Almost instantly, she began to hate him. And fear him, too.
She thought: What does he know? How much? Is there a leak at the Embassy? Who told him about me?
She didn’t know and couldn’t even guess. There was a shred of hope, however. They weren’t about to prosecute her. At least not at that ungodly moment. She still had time. Time to run for her life. But she needed to talk to her control before she made any move. Benoit bravely sat there, looking the fiend in the eye.
“I sense that you like adventure, correct me if I’m wrong,” he said and paused, still watching her like a hawk. Gauging her reaction? Looking for fear? No doubt. “In fact, you’ve been highly recommended to me. So, now I have a fresh new assignment for you. Here it is, and I’m sure you’ll enjoy the game. Now, listen well. You’re to contact the Russian Embassy and offer your services—in secret of course. Find any simple reason. Remember, a simple one—you hate your new boss, lousy salary, some disgruntled employee bit. We screwed you bad, lied to you about your promotion, demoted you instead—after all these years. The bottom line—you want us dead. You’re sick of everything. Of course, you shall command the top value. And when they contact you—it’ll take them a while—you shall ask for a large compensation. You’ve got no experience—right? Something crazy high or no deal, comrades. Remember, top spies don’t work for free. So, you’ll haggle with them. The more you haggle, the more they’ll trust you. You must make sure they take you seriously. Then, we sit and wait. As long as it takes. Eventually, they’ll come back to you. All right? We will feed you with the information and you shall make sure that they get it. Is that clear?”

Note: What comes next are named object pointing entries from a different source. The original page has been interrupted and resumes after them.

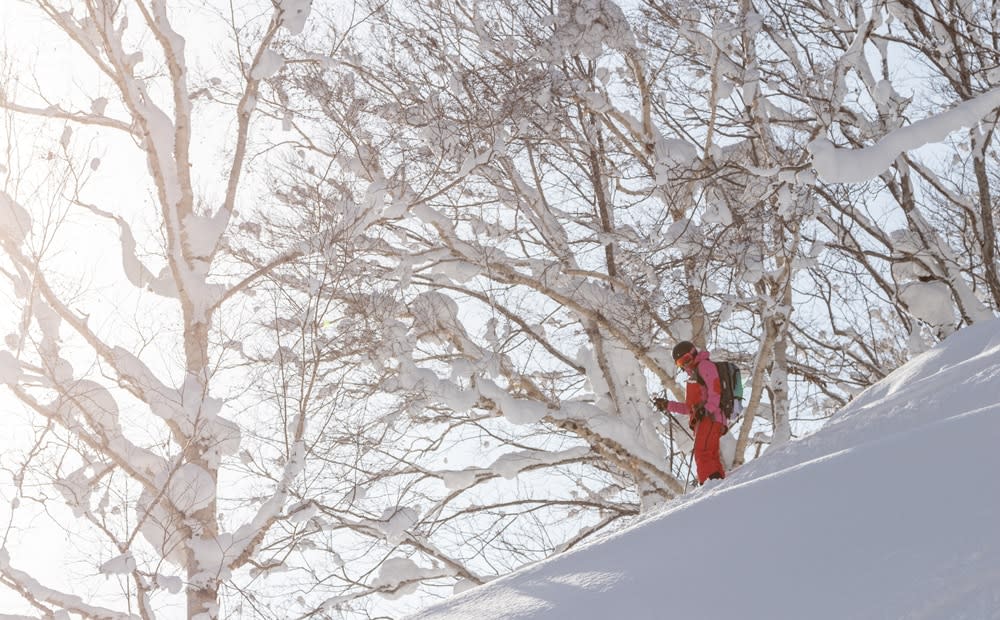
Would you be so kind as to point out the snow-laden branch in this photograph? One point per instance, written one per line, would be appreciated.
(42, 596)
(837, 165)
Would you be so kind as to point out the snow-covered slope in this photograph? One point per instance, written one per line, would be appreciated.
(891, 511)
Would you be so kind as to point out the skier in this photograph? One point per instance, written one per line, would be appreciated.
(702, 398)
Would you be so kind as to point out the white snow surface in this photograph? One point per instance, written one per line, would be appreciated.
(889, 511)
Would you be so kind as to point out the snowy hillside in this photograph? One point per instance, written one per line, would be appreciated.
(892, 510)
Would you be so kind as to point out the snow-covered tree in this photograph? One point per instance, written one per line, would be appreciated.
(127, 205)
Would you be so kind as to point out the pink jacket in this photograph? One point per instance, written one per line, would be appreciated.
(708, 395)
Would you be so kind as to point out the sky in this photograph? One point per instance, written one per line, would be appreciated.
(889, 511)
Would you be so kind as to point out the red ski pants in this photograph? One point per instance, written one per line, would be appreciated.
(707, 460)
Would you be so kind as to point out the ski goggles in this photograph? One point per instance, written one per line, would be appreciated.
(685, 359)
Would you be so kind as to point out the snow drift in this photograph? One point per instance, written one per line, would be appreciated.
(892, 510)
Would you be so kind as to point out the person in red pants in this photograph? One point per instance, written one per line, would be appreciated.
(701, 403)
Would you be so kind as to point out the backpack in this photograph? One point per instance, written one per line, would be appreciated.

He said it all quite conspiratorially, as if he didn’t know a thing about her.
Throughout his long monologue she observed him, never taking her eyes off his face, as if mesmerized. She could hardly feel her heart pumping while the most horrifying thoughts raced through her mind.
They pretend they don’t know a thing about me.
If they knew, would they let me get away with…?
Perhaps, no. Perhaps, yes.
At this point I am expendable, on both ends.
Someone has blown my cover.
Assume that it has happened—somehow.
That assumption is always the safest one. And most often true.
Then, they have two options, she thought. One, to open her up, prosecute her; or two, to force her to become a double and eliminate her when she became of no use to them. It seemed to her, though she wasn’t certain, that they had selected the second option.